Reward and recognition should communicate to employees that the organisation values their work. While cost-cutting measures are a top concern, HR must be exceedingly sensitive and show a high level of emotional intelligence (EI) when breaking the news of layoffs to the company’s valued employees and be prepared to address a slew of questions. Employees’ emotional reactions must be replied to appropriately while also regulating one’s own emotions and remaining in the dialogue to answer complicated questions such as why me, who made the choice, what’s next for me, and more.
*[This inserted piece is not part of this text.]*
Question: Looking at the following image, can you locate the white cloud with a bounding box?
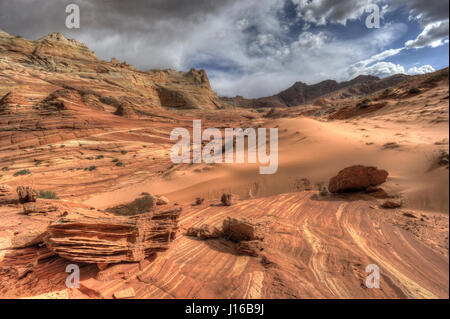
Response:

Promote imbibing EI through Training & Development
Employees with EI training can be encouraged to recognise the value of emotional competence and seek to develop or improve it through appropriate training programmes or workshops at all levels. HR’s EI can assist employees in identifying present and future desired soft or hard skills, as well as support their career development objectives, through training need identification talks. Leaders can be taught in EI to improve their abilities to motivate people, listen, demonstrate empathy, and establish a positive work culture that encourages openness to new ideas.
Act as retention lever through Employee Engagement
HR, in partnership with supervisors, can determine employee engagement levels on a regular basis by providing sympathetic feedback and reviews. Employees seek meaning and purpose in their work, as well as recognition and a mentoring connection with their supervisors to learn and improve. Employees will gain confidence if you summarise the entire talk and come up with takeaways or actions to be taken after a productive contact with follow-ups. Different things and methods motivate and engage people in different ways.
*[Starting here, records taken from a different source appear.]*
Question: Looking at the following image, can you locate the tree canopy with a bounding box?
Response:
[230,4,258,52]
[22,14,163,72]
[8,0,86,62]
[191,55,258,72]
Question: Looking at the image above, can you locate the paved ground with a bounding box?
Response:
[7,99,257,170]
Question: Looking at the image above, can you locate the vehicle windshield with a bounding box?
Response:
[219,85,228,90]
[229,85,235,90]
Care about Mental Health of employees
HR can use emotional intelligence and social skills to assess emotional and mental health difficulties among employees on an individual basis because of their personal circumstances, and then provide personalised support before the situation worsens for productivity and the employees themselves. Employee assistance programmes and counselling sessions can be utilised as tools to help employees manage their mental health difficulties by increasing self-awareness and emotion management.
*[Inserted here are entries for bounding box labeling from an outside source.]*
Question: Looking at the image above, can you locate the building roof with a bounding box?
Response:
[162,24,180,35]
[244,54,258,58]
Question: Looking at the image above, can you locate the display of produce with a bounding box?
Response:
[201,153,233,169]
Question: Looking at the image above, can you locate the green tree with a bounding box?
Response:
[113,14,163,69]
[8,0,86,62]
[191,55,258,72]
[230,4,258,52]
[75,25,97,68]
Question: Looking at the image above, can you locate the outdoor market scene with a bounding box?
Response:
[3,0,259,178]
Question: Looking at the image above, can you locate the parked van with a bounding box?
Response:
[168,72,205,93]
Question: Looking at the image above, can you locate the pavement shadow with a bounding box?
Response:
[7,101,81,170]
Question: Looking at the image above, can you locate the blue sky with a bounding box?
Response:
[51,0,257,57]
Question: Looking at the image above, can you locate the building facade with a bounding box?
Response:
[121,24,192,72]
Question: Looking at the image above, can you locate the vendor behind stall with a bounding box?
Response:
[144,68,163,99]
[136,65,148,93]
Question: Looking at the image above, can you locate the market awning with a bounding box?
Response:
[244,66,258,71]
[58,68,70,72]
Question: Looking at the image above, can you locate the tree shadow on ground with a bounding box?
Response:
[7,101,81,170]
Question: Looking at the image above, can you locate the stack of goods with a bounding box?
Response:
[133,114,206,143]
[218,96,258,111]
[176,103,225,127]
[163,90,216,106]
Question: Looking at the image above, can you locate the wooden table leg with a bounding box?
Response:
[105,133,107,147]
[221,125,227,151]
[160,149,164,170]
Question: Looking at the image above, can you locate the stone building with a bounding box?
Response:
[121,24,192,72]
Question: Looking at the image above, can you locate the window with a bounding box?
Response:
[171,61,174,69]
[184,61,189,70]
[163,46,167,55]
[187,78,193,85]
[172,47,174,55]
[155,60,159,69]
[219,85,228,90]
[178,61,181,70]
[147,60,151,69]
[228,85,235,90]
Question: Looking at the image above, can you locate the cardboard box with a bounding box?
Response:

Build strong relationships with empathy
Now that remote work is the norm, an empathic approach is required to support employees and ensure that they are as productive at home as they are in the office. Communicate with them clearly and openly about the project, process, tools, resources, training, and deliverables. Also, gather information by asking open-ended questions about how and when they are most productive, how comfortable they are with the work they are assigned, regular progress, any obstacles in finishing a task, any personal concerns influencing the job, any mental health care needed, and so on. Utilize this data by taking an empathic approach to knowing each employee’s capabilities and experiences and adjusting for unique conditions as needed.
We are witnessing a major shift in HR due to technological advancements such as AI, machine learning, and robotic process automation (RPA), which can be helpful, but when dealing with employees who are human and have emotions, Emotional Intelligence is essential. When a company practises EI, it can serve as a retention tool for employees and a competitive advantage for staying ahead of the competition. This in-demand soft skill has emerged as one of the requirements for leaders to effectively communicate with their employees and create a productive workplace.